As part of an innovative research, scientists from the U.S. Department of Energy’s (DOE) Argonne National Laboratory have ascertained that in certain oxides, electrons can undergo an “unconventional slowing down” of their response to a light pulse.
Electrons in some oxides can experience an “unconventional slowing down” of their response to a light pulse, according to Argonne material scientists and their collaborators. This surprising behavior may result in useful properties related to magnetism, conductivity, or even superconductivity. (Image credit: Argonne National Laboratory)
The scientists reported that the behavior lasted about one-millionth of 1 second, which is still a million times slower when compared to conventional electronic recovery times.
It’s as if the electron is spending two years or more dithering between states when normally it could make up its mind in a minute.
Anand Bhattacharya, an Argonne materials scientist and co-author of the study,.
The study was published in the Nature Communications journal on May 4
All the atoms inside a crystal form a periodic structure known as a lattice, in which the atoms are arranged in a recurrent pattern in three dimensions. The characteristics of the electrons occupied in this space essentially follow the same periodicity.

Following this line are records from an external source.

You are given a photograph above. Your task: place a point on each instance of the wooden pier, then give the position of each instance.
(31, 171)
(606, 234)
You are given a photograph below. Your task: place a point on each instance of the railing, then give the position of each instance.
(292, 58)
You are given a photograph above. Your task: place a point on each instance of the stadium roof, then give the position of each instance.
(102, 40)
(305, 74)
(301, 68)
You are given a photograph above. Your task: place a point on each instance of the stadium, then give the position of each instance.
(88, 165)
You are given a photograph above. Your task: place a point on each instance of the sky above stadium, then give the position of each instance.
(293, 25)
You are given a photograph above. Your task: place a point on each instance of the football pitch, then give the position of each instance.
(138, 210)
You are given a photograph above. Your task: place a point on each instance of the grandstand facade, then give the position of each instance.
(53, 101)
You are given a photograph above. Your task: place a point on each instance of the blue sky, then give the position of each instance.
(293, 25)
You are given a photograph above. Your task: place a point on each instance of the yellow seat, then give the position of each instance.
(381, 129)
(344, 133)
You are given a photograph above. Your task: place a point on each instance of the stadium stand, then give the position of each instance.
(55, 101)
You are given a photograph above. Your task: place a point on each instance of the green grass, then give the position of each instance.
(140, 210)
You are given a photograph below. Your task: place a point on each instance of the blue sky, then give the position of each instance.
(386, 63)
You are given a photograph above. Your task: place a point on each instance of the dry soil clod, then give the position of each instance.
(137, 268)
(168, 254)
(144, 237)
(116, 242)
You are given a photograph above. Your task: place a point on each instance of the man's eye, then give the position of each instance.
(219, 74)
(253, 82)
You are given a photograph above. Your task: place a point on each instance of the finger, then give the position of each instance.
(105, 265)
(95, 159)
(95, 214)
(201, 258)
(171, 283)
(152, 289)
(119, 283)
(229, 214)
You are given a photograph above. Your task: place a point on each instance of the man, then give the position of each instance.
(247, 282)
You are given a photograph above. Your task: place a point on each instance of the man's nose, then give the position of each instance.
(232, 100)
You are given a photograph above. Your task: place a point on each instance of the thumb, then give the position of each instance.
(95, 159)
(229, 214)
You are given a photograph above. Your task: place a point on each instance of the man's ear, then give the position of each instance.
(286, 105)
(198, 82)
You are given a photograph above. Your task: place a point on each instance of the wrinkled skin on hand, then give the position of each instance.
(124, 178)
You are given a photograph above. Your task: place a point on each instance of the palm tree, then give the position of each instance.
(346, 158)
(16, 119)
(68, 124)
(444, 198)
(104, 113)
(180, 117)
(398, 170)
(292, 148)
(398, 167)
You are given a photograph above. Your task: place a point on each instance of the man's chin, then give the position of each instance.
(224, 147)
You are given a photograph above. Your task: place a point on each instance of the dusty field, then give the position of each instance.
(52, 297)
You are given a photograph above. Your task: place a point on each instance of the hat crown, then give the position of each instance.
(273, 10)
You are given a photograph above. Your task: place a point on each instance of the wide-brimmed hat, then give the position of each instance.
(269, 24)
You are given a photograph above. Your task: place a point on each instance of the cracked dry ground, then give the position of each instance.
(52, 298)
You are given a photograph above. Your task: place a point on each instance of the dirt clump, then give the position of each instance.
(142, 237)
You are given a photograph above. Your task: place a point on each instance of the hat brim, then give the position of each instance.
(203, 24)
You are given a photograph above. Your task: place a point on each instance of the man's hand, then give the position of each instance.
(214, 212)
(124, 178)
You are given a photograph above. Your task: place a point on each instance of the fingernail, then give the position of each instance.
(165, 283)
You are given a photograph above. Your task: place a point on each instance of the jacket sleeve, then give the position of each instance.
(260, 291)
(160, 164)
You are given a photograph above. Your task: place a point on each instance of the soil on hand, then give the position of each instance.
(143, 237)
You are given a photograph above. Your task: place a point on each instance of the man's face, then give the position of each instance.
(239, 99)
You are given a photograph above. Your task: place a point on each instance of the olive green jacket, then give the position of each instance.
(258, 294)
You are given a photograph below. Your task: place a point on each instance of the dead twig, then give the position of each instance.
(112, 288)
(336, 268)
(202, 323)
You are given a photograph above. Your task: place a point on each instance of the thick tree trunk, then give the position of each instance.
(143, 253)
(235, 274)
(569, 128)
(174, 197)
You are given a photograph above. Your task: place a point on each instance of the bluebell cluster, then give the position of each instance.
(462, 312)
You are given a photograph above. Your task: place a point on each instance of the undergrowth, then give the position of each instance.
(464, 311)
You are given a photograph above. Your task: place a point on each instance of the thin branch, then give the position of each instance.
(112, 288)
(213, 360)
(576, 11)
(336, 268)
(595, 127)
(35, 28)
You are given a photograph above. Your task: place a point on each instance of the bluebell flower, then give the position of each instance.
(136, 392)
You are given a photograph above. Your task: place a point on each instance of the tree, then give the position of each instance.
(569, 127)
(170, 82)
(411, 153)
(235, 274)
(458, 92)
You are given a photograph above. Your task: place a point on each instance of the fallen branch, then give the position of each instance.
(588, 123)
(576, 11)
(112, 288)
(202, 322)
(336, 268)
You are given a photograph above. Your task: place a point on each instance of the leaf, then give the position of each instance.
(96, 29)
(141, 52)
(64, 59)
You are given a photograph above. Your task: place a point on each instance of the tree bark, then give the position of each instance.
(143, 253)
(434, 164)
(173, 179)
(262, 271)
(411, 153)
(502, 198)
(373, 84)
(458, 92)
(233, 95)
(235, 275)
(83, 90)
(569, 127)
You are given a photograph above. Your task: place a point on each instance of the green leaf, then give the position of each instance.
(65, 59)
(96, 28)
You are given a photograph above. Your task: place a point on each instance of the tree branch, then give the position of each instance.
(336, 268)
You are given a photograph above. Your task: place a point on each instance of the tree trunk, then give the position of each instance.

However, below a temperature of around –100 °F the electrons in lanthanum strontium ferrite, the material under study, find it more energetically beneficial to work together with the lattice and magnetism on the iron atoms, to form a new periodic structure known as a magnetically driven, charge-ordered state.
The behavior arises very near to a temperature that signifies a phase transition—analogous to the way in which 32 °F signifies the transition of phase from water to ice. However, the phase transition analyzed here is unique since it signifies a transition from a magnetic insulator to a non-magnetic metal. Bhattacharya stated that these types of phase transitions are prospectively helpful as “switches,” where the “on” and “off” states of a material could enable toggling between magnets, metals, superconductors, and insulators.
Yet, the material under study—i.e., La
1/3Sr 2/3FeO 3—had something unique in it.
We’ve discovered that electrons can be very slow to return to their homes after being kicked out from the ‘ordered states,’ taking much longer than we previously anticipated.
Haidan Wen, Argonne physicist and co-author of the study.
Since the mass of the electrons is lesser than that of the atoms in the lattice, they often react more rapidly to the light pulse, settling into their new state even before the lattice comes to rest. However, in this case, the recovery of electrons lasts considerably longer compared to the lattice recovery, as ascertained by means of experiments performed at the Advanced Photon Source’s (APS) beamline 7ID-C and at the Center for Nanoscale Materials (CNM), both DOE Office of Science User Facilities.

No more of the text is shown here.